Once inside, it’s time to do the needful. Note that I’m not worried here about installation cleanliness or extreme security; adding new user accounts and using virtual environments is for later.

install dependencies

sudo apt update && apt upgrade -y
sudo apt install python-pip -y
sudo pip install Cython tensorflow==1.14

git clone https://github.com/glample/fastBPE.git && cd fastBPE
sudo python setup.py install && cd ..

install & patch tensorflow

git clone https://github.com/salesforce/ctrl.git && cd ./ctrl
sudo patch -b "/usr/local/lib/python2.7/dist-packages/tensorflow_estimator/python/estimator/keras.py" estimator.patch
cd ..

download CTRL model from google cloud

Do recall, the model you’re copying is 12.2 GB. It’ll take about 3 minutes to copy over to DigitalOcean.
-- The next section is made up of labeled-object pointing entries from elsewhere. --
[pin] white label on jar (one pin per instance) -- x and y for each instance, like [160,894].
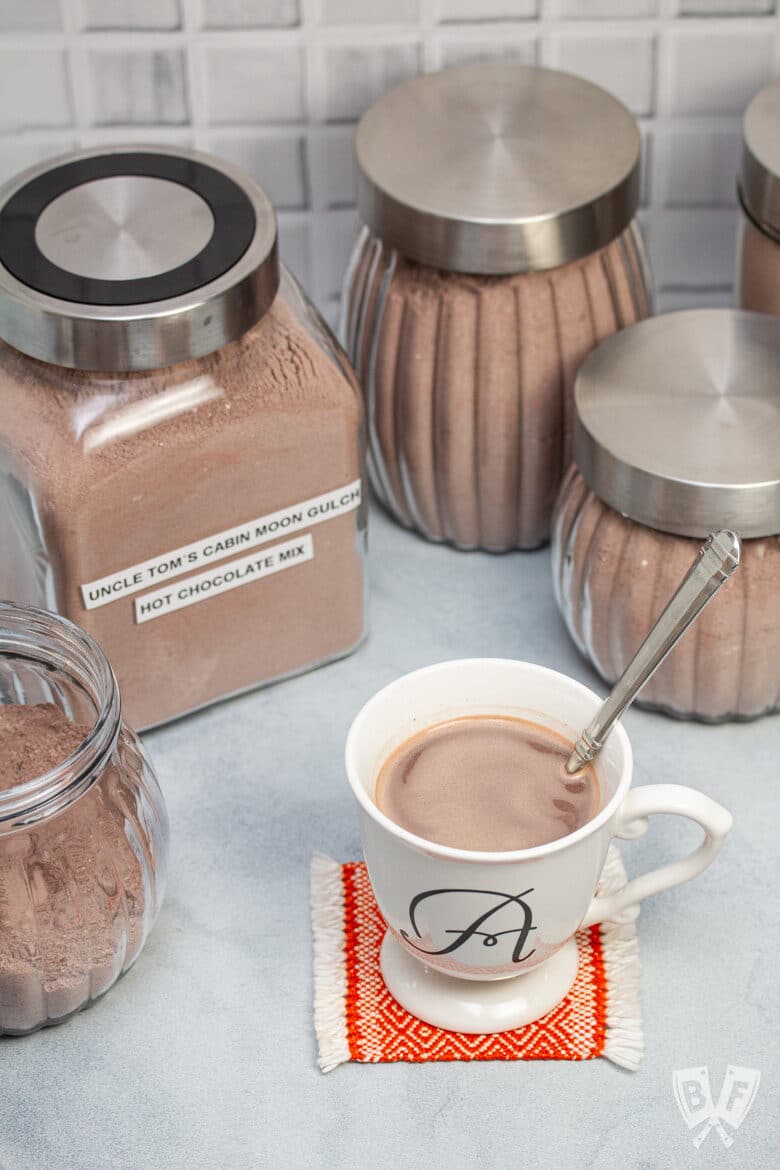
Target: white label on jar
[225,577]
[220,545]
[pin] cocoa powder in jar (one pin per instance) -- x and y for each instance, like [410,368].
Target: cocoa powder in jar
[73,888]
[126,467]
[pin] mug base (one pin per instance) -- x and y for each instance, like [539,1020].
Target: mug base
[471,1006]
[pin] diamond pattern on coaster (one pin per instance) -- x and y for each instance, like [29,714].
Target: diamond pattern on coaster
[356,1017]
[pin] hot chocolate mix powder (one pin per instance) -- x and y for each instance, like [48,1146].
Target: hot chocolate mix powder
[71,887]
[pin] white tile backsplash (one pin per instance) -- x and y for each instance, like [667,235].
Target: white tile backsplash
[34,88]
[520,48]
[131,14]
[276,85]
[717,70]
[262,83]
[132,87]
[480,11]
[277,163]
[623,63]
[370,12]
[29,15]
[725,7]
[605,9]
[357,74]
[249,13]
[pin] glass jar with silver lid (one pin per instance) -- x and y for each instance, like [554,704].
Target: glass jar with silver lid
[181,439]
[677,433]
[498,248]
[758,267]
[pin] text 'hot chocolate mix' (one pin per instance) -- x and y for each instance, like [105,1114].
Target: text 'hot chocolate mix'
[185,481]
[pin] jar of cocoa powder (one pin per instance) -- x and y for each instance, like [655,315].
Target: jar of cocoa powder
[677,433]
[83,827]
[181,439]
[498,248]
[758,267]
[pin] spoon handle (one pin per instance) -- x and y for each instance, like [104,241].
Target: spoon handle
[715,563]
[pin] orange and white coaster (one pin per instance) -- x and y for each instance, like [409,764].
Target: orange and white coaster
[356,1017]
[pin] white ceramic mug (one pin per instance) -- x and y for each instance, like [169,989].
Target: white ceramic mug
[489,916]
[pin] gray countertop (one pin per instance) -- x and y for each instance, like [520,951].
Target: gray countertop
[204,1055]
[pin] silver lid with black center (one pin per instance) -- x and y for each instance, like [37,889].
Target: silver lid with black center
[759,180]
[133,257]
[677,422]
[497,169]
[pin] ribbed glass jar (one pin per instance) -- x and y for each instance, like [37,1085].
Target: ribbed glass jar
[758,268]
[83,847]
[613,577]
[469,379]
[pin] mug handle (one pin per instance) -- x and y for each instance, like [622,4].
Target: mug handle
[632,823]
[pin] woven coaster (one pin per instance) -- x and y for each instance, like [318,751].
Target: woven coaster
[356,1017]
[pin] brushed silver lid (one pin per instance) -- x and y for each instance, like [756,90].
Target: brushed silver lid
[497,169]
[132,257]
[759,181]
[677,422]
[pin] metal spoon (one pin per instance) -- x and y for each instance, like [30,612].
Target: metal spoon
[715,563]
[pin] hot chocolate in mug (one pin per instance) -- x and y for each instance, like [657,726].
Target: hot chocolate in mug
[482,942]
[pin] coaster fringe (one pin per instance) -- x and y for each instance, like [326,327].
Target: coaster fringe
[625,1038]
[330,968]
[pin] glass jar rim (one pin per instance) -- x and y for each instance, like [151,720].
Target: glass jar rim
[54,640]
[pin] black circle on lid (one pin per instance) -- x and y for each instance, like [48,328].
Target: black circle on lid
[234,227]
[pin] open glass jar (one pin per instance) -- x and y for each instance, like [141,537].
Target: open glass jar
[677,434]
[498,248]
[758,267]
[181,439]
[83,846]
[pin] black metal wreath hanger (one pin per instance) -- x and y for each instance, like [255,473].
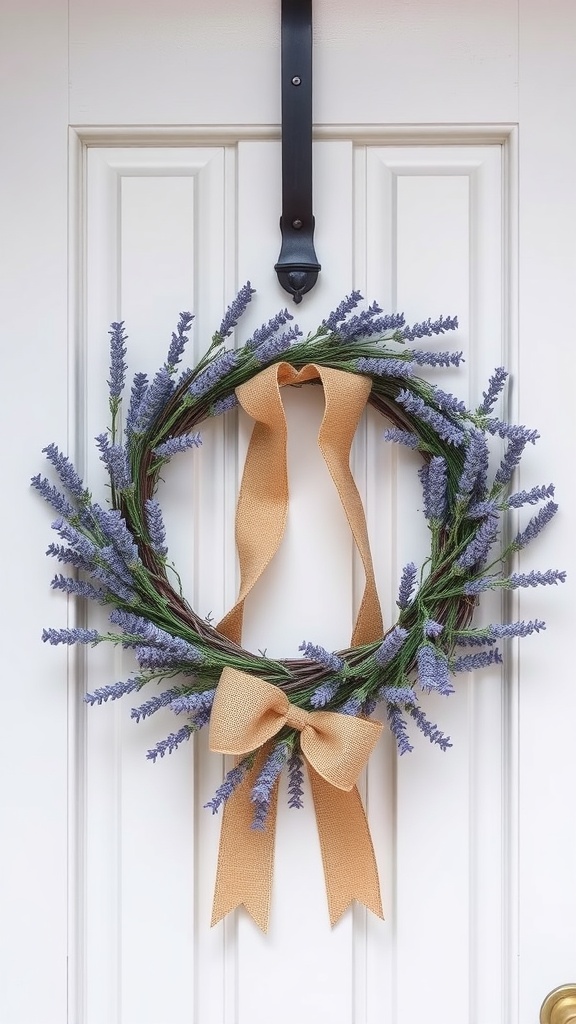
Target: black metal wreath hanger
[297,265]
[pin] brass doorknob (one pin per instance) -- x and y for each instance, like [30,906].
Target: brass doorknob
[560,1006]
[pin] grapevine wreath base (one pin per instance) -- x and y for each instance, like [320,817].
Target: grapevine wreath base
[314,710]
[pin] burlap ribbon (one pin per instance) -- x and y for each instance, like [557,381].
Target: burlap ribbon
[248,712]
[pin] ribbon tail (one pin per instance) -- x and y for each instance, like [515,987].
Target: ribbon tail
[347,853]
[246,856]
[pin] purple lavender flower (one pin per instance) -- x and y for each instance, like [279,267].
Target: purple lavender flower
[153,705]
[469,663]
[360,326]
[407,584]
[434,477]
[77,587]
[266,331]
[139,388]
[449,402]
[447,430]
[477,551]
[354,705]
[474,638]
[263,787]
[232,781]
[384,368]
[402,437]
[199,706]
[429,730]
[68,556]
[270,349]
[481,510]
[213,373]
[169,744]
[223,404]
[534,579]
[154,400]
[295,781]
[156,527]
[427,328]
[475,471]
[321,655]
[535,525]
[433,629]
[530,497]
[114,527]
[495,385]
[117,366]
[112,692]
[53,497]
[521,629]
[325,692]
[398,729]
[76,635]
[475,587]
[67,472]
[398,695]
[176,652]
[433,671]
[115,459]
[237,307]
[512,431]
[437,358]
[341,311]
[175,444]
[179,339]
[391,645]
[511,459]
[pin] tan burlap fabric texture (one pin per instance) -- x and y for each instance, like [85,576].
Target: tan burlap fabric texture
[248,712]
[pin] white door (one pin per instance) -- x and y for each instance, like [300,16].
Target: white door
[443,185]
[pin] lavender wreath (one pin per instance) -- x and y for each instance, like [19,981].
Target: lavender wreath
[121,558]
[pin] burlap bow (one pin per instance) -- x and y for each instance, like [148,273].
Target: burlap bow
[248,712]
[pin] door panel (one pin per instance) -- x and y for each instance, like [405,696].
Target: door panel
[420,203]
[422,228]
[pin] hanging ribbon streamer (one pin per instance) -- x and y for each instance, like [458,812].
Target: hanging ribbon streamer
[248,712]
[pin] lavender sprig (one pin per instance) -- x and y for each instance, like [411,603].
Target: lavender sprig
[484,658]
[213,373]
[295,781]
[113,692]
[262,790]
[175,444]
[495,385]
[535,526]
[337,315]
[236,309]
[434,478]
[391,645]
[430,731]
[427,328]
[179,339]
[233,779]
[447,430]
[398,729]
[407,584]
[117,365]
[317,653]
[402,437]
[168,745]
[67,472]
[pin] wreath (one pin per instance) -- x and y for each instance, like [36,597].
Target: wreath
[271,713]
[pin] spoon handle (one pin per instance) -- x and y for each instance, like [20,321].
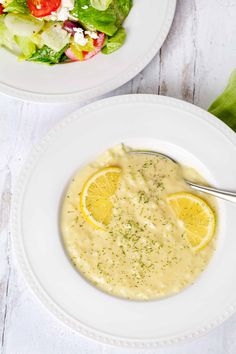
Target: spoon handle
[230,196]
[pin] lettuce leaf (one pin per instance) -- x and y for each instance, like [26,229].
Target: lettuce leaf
[49,56]
[115,42]
[6,37]
[18,6]
[224,107]
[108,21]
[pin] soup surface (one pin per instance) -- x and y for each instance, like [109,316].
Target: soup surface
[142,253]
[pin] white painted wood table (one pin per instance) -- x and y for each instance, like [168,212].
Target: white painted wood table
[194,65]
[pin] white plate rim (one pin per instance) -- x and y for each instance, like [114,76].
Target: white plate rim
[107,86]
[21,258]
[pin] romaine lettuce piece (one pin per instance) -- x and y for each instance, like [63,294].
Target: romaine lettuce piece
[23,25]
[49,56]
[115,42]
[224,107]
[101,5]
[26,46]
[6,38]
[18,6]
[108,21]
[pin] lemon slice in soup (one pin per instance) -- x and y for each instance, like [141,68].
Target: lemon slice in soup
[197,217]
[96,196]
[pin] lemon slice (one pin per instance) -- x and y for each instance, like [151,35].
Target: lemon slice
[96,196]
[197,218]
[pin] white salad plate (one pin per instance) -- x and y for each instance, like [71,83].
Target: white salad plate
[147,27]
[187,133]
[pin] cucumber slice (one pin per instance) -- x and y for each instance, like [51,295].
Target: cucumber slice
[23,25]
[55,37]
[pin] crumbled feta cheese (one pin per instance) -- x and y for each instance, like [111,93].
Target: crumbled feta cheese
[91,34]
[79,37]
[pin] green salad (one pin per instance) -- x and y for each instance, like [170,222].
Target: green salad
[57,31]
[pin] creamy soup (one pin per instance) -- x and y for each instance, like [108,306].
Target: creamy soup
[142,254]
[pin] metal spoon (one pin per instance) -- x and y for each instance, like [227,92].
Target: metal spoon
[226,195]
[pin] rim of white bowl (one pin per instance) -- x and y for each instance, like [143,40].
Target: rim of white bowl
[108,86]
[18,247]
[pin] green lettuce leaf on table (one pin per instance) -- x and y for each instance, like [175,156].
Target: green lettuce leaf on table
[48,56]
[224,107]
[108,21]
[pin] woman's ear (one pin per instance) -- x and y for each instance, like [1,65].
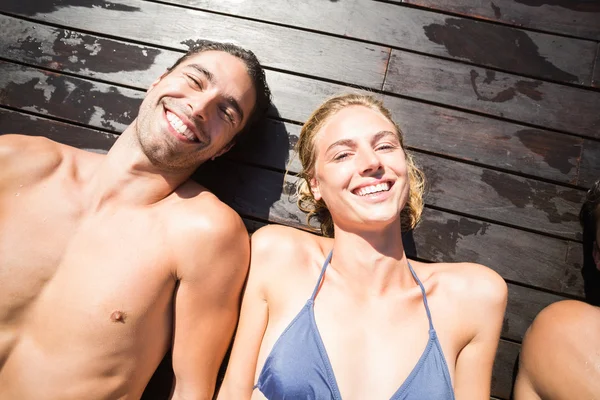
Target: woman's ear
[315,189]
mkdir seqlen256_v1 && cd seqlen256_v1
wget https://storage.googleapis.com/sf-ctrl/seqlen256_v1.ckpt/checkpoint
wget https://storage.googleapis.com/sf-ctrl/seqlen256_v1.ckpt/model.ckpt-413000.index
wget https://storage.googleapis.com/sf-ctrl/seqlen256_v1.ckpt/model.ckpt-413000.meta
wget https://storage.googleapis.com/sf-ctrl/seqlen256_v1.ckpt/model.ckpt-413000.data-00000-of-00001
cd ..

run the model

Now we’re all ready. There’s a lower memory version of the model, but it’s not tested as well. We’ll use the full-size version.

cd ctrl && python generation.py --model_dir /root/seqlen256_v1/

The startup will take a while, and you’ll see some warnings. If you have htop running in another ssh session or in another tmux pane, you’ll see the memory usage grow up to something like 14.6GB. Once it gets there, the startup process is almost done. Eventually, you’ll see a prompt.

ENTER PROMPT: 

Once there, use the formats described in the original description.

ENTER PROMPT: Links In a shocking finding, scientist discovered a herd of unicorns living in a remote, previously unexplored valley, in the Andes Mountains.

The results may surprise you!

variations

There’s a full list of control codes on the CTRL github page, here. Apparently, the model can even generate poetry.

credits

Thanks to minimaxir; his walkthrough was very helpful in setting up the model. Most of the thanks goes to CTRL though, since they actually did the work to make this model a reality.